Melissa logged onto the websites for girls with eating disorders. She knew her mother would never think to track where she had been on the Web and this gave her the freedom of a world traveler, disguised as a high school girl, an honor student, track star, but really she was a terrorist. Her camo gear included sweatpants, pristine running shoes, two layers of shirts, and sometimes two layers of pants. When she heard her mother go to sleep, the click of the bedroom light, the outer gear came off and bone girl appeared, skin stretched smooth over bone, enough toned flesh to keep her running. On to the websites. Her favorite was www.annierexia.com. The sites of resistance, the guerrilla fighters of world food. How to do without, to exist on defiance with an apple for lunch, to live on the razor’s edge between perfect brevity of body and the hospital. At all cost, said the Web-page star, do not let them put you in the hospital. As a prisoner of war, they can do anything to you, restrain you, and take away privileges. At the very worst, they will slide a feeding tube down your throat and defile you with a disgusting mixture of blended drinks that no one should have to endure.
Melissa shuddered with pleasure. Her nipples tightened at the heroic Web-page girl. She was ashamed for not being as brave, as strong, as perfectly beyond her body as Annie was. She couldn’t possibly be called Annie, could she? Melissa’s friend Krystal had been her starving partner last year, but now Krystal had a boyfriend and she had lost her edge and lost her time to be with Melissa.
As if by magic, Lissa spotted a new flag on the site that said, Going Solo. She clicked on it and the text sprang up.
“If everyone has left you, and gone back to food it’s because you have something that they don’t. You are ready to cross over. I’m not stopping. Are you?”

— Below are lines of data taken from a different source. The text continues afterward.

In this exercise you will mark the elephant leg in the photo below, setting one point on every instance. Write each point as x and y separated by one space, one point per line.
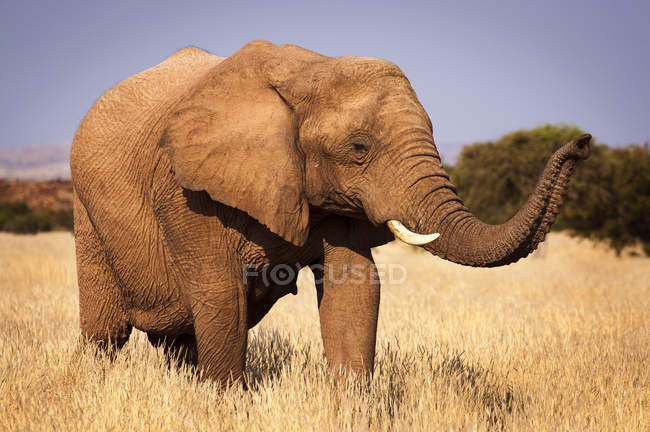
180 347
102 314
221 329
348 305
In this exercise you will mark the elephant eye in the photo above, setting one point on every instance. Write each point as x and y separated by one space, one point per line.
360 150
360 147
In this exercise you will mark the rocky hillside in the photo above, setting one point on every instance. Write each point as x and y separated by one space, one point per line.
28 206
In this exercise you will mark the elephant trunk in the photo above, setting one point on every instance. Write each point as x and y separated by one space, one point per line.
466 240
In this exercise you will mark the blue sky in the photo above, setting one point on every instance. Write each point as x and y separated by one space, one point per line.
479 69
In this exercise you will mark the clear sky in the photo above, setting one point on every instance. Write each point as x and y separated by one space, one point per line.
479 69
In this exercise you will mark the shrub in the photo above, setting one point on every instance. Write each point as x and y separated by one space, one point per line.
608 197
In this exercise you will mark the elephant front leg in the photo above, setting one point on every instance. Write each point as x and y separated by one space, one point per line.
221 330
348 305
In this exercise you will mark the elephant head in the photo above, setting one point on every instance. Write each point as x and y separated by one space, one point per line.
273 130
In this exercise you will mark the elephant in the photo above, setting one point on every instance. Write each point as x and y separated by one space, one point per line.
197 178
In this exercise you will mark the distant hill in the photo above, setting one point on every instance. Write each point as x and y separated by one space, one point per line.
29 206
35 162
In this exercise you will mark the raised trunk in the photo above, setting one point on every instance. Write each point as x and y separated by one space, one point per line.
466 240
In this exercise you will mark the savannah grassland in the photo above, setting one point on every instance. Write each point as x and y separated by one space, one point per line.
554 343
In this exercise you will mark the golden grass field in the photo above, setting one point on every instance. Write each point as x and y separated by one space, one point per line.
554 343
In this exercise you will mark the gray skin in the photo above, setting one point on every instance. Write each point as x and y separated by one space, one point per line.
192 171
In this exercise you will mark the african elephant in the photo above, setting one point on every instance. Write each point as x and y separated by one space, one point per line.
193 172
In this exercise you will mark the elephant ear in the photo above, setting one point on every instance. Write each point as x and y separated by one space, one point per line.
234 136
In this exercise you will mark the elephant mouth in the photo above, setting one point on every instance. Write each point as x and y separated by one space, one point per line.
409 237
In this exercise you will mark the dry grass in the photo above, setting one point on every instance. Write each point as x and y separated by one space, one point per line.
554 343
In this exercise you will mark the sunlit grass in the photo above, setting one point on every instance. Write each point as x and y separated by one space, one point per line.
560 342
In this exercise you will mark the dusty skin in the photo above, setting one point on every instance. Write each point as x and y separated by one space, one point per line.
192 170
554 343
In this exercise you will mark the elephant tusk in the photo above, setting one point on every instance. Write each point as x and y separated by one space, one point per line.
409 237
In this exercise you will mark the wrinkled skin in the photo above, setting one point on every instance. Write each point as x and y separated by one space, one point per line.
191 172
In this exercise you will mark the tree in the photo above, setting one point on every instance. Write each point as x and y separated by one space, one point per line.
608 197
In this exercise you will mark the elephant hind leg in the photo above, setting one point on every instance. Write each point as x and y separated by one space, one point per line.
102 315
181 347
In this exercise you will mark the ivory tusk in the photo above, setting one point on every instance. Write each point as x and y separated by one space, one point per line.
409 237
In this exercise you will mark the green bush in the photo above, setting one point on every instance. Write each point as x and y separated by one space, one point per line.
608 197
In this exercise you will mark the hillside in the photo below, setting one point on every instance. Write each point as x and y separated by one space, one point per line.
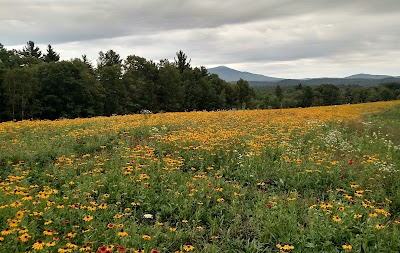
232 75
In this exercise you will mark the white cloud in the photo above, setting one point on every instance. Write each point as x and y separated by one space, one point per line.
284 38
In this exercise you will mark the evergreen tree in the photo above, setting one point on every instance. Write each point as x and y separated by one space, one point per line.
181 61
30 50
279 95
51 55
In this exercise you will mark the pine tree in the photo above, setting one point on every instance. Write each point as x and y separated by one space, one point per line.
51 55
31 50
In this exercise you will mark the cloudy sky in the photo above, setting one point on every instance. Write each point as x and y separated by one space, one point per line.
281 38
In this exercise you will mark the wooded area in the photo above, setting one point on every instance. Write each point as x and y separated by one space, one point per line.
36 85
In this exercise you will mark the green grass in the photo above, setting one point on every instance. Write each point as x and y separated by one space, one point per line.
305 190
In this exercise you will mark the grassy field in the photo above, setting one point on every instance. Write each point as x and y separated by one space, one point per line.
321 179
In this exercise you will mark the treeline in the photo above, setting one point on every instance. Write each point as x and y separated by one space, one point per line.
40 86
36 85
323 94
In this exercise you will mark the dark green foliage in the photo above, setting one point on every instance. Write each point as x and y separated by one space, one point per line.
30 50
51 55
38 86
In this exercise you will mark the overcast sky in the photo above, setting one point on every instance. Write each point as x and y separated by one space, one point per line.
282 38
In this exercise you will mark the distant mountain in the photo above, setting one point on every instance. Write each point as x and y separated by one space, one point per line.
232 75
335 81
367 76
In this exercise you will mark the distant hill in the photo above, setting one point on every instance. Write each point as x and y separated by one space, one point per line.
367 76
232 75
335 81
257 80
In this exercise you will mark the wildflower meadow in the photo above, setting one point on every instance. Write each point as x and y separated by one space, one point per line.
319 179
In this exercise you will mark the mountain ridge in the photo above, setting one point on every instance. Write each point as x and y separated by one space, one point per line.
362 79
232 75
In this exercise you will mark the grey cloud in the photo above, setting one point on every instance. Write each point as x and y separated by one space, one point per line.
211 32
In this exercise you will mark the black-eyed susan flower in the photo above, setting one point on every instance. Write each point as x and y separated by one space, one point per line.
24 238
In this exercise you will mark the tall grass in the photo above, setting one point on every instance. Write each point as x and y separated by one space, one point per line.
321 179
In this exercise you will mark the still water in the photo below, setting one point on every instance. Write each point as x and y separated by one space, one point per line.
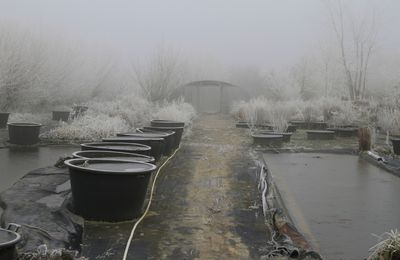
16 162
337 201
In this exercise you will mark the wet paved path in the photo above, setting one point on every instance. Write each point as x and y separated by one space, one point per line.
337 201
204 202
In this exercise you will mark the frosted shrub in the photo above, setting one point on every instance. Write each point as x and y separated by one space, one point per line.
176 110
89 127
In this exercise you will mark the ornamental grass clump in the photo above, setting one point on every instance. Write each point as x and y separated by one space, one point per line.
388 247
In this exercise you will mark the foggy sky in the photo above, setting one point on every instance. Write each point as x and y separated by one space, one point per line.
262 33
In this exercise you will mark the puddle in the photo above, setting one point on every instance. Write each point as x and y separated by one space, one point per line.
337 201
16 162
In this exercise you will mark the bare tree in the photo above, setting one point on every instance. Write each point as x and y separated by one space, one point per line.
356 41
160 76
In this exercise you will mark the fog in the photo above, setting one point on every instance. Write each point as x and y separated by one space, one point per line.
267 34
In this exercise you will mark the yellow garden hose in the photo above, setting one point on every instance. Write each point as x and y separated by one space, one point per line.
128 244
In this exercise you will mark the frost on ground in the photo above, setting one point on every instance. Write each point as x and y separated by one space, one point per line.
105 119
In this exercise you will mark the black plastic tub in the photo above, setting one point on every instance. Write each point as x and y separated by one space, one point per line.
344 131
61 116
90 154
320 135
117 147
285 136
166 123
167 135
157 144
108 190
24 133
242 125
396 145
4 119
8 242
268 140
178 132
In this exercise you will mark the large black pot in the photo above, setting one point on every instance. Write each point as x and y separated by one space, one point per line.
157 144
8 241
178 132
166 123
268 140
320 135
117 147
285 136
24 133
61 116
168 136
90 154
396 145
108 190
4 119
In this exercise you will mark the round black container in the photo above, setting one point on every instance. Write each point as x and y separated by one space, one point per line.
396 145
242 125
24 133
178 133
118 147
157 144
285 136
4 119
167 136
268 139
8 242
108 190
90 154
166 123
61 115
320 135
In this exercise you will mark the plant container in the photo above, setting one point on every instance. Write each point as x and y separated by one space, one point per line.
157 144
9 239
90 154
242 125
268 140
168 137
24 133
320 135
117 147
4 119
61 115
396 145
178 132
285 136
108 190
166 123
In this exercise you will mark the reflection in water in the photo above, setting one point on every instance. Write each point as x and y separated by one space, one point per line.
15 162
342 199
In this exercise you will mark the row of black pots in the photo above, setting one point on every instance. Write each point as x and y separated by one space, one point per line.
109 185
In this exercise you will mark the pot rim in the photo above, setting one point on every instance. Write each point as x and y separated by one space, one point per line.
11 242
131 138
77 156
70 164
22 124
141 147
267 136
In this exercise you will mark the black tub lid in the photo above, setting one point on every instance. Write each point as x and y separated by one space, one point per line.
8 238
110 166
118 145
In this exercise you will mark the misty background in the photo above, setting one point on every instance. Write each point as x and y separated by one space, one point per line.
280 49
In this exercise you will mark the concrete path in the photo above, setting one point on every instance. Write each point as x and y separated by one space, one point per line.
206 201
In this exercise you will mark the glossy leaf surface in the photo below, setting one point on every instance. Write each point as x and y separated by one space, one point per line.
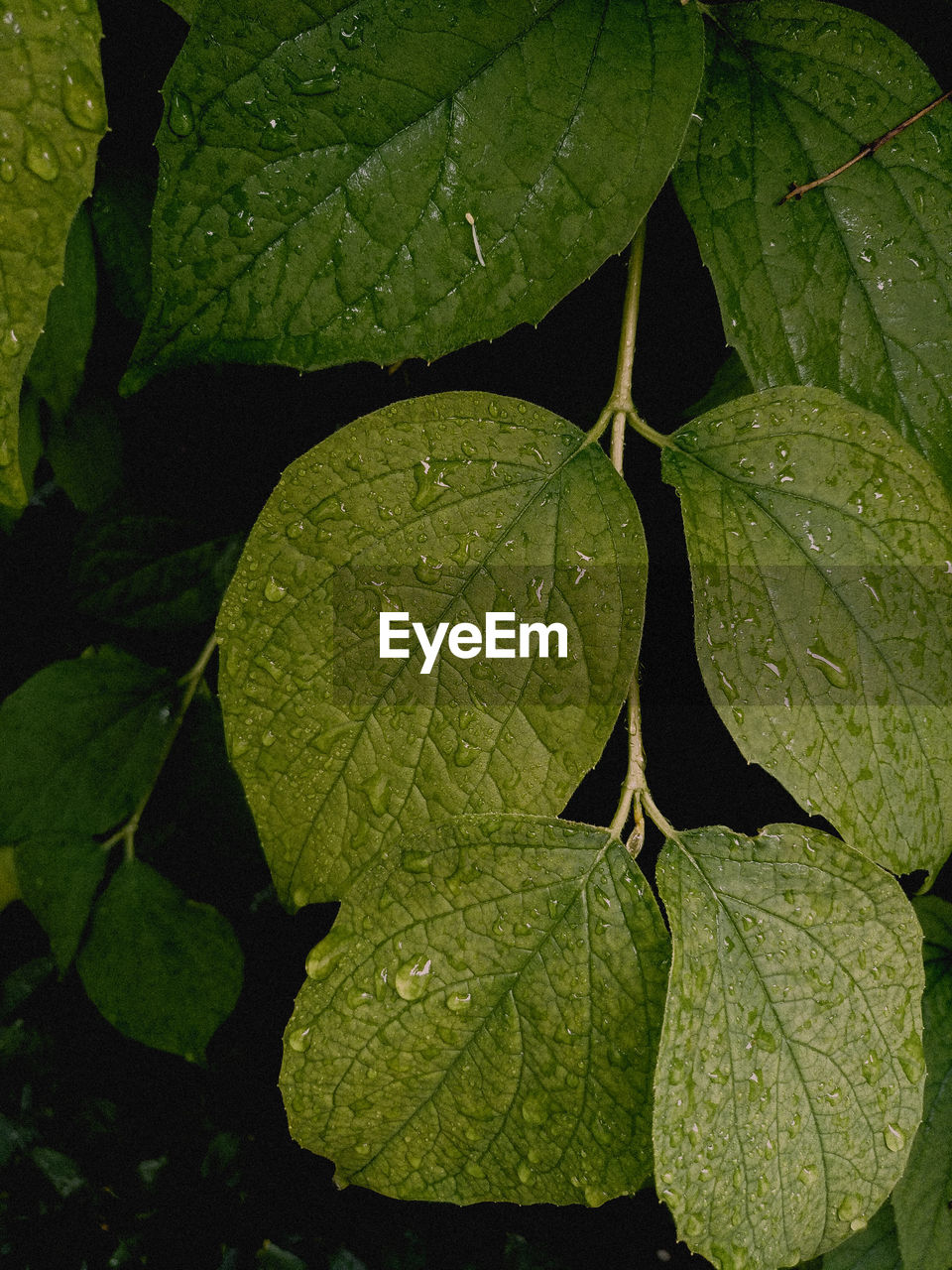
923 1196
53 117
820 550
789 1074
481 1021
80 742
849 287
318 171
162 968
59 879
444 508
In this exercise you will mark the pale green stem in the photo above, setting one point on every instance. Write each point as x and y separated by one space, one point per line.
189 683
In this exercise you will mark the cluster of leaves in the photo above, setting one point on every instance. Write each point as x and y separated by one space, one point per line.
500 1010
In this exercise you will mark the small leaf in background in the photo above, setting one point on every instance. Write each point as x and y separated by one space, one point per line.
119 208
85 453
59 880
820 552
481 1021
149 572
851 287
445 508
9 881
53 117
875 1247
317 176
789 1074
162 968
59 358
80 742
923 1196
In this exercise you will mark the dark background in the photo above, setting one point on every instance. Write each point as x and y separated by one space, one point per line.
125 1156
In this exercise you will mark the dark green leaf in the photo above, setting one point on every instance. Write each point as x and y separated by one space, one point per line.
875 1247
121 207
59 880
85 453
789 1074
149 572
318 171
53 116
79 744
821 561
481 1021
162 968
923 1196
851 287
59 359
444 508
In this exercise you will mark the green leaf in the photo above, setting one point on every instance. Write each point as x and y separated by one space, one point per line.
59 880
80 743
923 1196
59 359
85 453
875 1247
317 171
789 1074
444 508
119 208
820 552
481 1021
149 572
851 287
53 117
162 968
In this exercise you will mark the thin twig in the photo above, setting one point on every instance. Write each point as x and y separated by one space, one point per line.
798 190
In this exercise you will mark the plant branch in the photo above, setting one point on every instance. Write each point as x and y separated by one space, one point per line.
870 149
189 683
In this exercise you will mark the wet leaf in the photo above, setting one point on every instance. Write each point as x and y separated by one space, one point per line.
851 287
53 117
318 172
59 359
481 1021
162 968
875 1247
789 1072
821 561
443 508
79 744
923 1196
59 879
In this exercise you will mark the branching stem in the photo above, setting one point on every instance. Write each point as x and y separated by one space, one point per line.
870 149
189 684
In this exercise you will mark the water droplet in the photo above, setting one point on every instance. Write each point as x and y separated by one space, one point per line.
325 955
893 1137
429 485
299 1039
317 84
832 668
181 116
41 157
412 978
277 135
82 98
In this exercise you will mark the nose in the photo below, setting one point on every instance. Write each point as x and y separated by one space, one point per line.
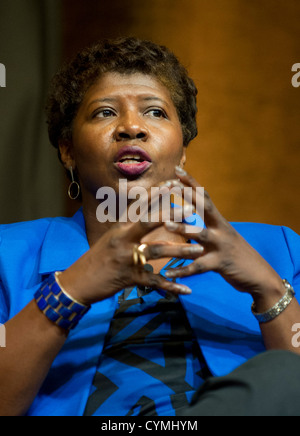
131 126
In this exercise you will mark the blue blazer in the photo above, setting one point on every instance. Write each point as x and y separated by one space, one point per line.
220 316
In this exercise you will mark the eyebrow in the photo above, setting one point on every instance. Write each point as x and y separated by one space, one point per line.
114 99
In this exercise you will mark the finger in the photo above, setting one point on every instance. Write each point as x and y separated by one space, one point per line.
205 237
184 251
200 199
143 227
199 266
155 281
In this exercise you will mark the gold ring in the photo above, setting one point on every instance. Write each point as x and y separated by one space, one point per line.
139 255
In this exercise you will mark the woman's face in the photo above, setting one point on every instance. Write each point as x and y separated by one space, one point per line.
127 127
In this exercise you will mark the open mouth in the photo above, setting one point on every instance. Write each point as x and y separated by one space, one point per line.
132 161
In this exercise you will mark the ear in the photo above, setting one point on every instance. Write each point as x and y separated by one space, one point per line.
66 153
183 158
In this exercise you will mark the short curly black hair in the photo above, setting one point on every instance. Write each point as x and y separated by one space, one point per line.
126 56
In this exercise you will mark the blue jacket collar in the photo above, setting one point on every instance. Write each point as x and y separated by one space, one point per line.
65 242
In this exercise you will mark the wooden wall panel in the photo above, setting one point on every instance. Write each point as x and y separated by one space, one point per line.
240 54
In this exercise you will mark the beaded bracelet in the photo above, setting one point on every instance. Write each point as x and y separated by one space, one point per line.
58 306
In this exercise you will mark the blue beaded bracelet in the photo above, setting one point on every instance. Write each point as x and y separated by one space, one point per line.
58 306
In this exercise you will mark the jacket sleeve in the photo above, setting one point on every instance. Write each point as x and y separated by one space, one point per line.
293 244
3 296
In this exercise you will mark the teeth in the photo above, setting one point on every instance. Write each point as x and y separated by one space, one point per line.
131 156
129 161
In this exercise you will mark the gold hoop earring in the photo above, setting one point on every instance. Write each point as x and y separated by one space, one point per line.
74 188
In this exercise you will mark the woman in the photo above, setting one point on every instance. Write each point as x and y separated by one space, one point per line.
96 330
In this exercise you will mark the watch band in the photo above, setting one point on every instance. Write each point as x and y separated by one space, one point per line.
58 306
276 310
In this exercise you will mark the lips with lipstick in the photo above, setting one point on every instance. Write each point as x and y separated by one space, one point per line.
132 161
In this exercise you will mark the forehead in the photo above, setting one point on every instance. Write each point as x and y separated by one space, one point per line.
137 85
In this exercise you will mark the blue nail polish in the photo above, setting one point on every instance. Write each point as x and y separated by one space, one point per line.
180 171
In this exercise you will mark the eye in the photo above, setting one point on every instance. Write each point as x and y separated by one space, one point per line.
104 113
156 113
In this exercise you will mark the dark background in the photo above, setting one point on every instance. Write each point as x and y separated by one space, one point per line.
240 54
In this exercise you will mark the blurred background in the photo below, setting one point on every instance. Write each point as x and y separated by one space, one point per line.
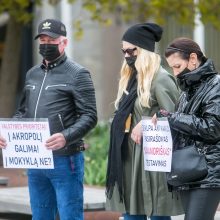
94 29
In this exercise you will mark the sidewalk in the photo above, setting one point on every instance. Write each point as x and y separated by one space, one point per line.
18 178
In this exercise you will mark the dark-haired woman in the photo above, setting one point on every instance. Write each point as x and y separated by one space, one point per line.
144 88
197 122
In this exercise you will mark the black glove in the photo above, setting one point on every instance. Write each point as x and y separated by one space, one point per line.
163 113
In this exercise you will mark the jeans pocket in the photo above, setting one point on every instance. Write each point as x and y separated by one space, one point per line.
77 163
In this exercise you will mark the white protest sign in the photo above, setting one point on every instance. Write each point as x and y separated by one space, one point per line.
25 144
157 145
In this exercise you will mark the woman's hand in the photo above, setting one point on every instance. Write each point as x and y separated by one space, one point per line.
56 141
3 143
136 134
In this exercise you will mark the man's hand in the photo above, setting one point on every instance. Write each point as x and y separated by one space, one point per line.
3 143
56 141
136 134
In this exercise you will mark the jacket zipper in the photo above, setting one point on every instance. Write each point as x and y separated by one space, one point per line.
38 98
47 87
30 86
61 121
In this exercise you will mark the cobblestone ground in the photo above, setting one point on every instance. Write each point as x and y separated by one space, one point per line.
18 177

Her breath stopped, and then she clicked off, suddenly fearful. She had a cooked egg white waiting for her downstairs that she would have to eat by tomorrow morning, but the whole day could stay under 700 calories. She could easily move down to 600.
Was she just average, soft, not special in any way? She had to remember to put tampons on the shopping list on the fridge. She couldn’t let her mother know that her period had stopped. This was the third month and she had nearly forgotten to keep up the pretense. She padded silently down the stairs and into the kitchen.
She pushed the hardboiled egg across the plate, separating the yoke from the whites, and with deliberate strokes, cut the egg white into tiny cubes.